February 3, 2015 How to Install a Slate Tile Floor
Tools & Supplies Needed to Complete the Job
o Power drill with mixing wand (a bucket trowel can also be used for mixing)
o Acrylic thinset (also called mortar) that is formulated for use with natural stone
o Paint Scraper
o Notched Trowel
o Piece of chalk for marking
o Large bucket with plenty of clean water
o Large sponge or two (Be sure to get good sponges for this job)
o Spacers that are at least ¼ inch
o Sealer for natural stone floors
o Knee pads
o Grout, in the color of your choice
o Trowel float
o Margin trowel float
o Rubber gloves
It is advisable to apply an anti-fracture membrane before installing the tile, if you are working with a concrete or cement substrate. This membrane is available in paste, sheet or liquid form. The liquid form is the easiest to apply. You may also consider applying this membrane for an added layer of protection with other types of substrate, such as brick or sheetrock.
Steps to Lay a Tile Floor
1. Strike your line and lay the first tile: To review how to strike your line and determine where to lay your first tile, watch the video “How to Lay Out Floor Tile.”

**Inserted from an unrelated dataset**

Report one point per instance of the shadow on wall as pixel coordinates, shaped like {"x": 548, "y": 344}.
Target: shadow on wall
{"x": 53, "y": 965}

2. Make sure that you are laying tile down on a clean sub-surface. Apply an anti-fracture membrane to the substrate if it is concrete or cement (see Special Requirements, above)
3. Mix your thinset in a bucket, per the manufacturer’s instructions.

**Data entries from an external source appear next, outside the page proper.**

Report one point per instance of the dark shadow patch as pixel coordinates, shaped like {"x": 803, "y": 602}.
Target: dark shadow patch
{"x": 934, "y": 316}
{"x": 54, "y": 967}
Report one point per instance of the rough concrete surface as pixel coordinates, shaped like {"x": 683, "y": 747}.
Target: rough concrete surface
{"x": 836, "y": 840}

4. Dry-fit the first few tiles along your chalk line to make sure they are properly spaced and even. If you are working with un-gauged tile, you may notice slight variations in height between two adjacent tiles. If the variation is noticeable, mark the tile that is shorter with your chalk, so that you can make up the difference by applying additional thinset to the underside of the corner of that tile (also called “back-buttering” the tile)
5. Apply your mortar generously to the substrate for the first row of tiles. Take a big scoop of it with your bucket trowel, and apply it. First, spread it out with the smooth side of your notched trowel. Get it as close to the chalk line as you can without going outside the chalk line. You do, however, want to spread it out beyond the area of the first row of tiles into the area where the next row will be.
6. Next, turn the trowel around so that you are using the notched side of the trowel, to put grooves into the thinset. The air in these grooves will create a suction that helps to secure the tiles firmly in place. Be sure to draw your trowel across the thinset in the same direction in which you spread out the thinset with the smooth side of the trowel.
7. Now, you are ready to lay the first tiles. Be certain to take note of any tiles that you have marked with your chalk as requiring “back-buttering”, and apply additional thinset to the back side of the corner of the tile, right before laying that tile.
8. Lay the first tile in place. Put a bit of pressure on it with your hands and wiggle it back and forth a bit to set it.
9. Before setting the second tile, be sure to spread out any overflow of thinset from the first tile with the notched side of your trowel. Lay the second tile in the same manner as the first.
10. Install spacers to separate the two tiles.
11. Make any adjustments needed to ensure that the tiles are as even as possible.
12. When you have finished installing your first row, be sure to clean up any thinset that has spilled over the line onto the sub-floor, before it dries, so that the next row of tiles will lie flat.
13. Continue on until the entire floor is tiled.
Grouting and Sealing the Slate Tile Floor
1. Ensure that your tile floor is dry and clean, and that there is no thinset anywhere on the tiles.
2. Treat the tile with the sealer and allow to dry before beginning to grout. This very important, as the sealer will act as a “release” for the grout which gets on top of the tiles, making the clean-up process go much easier and more quickly.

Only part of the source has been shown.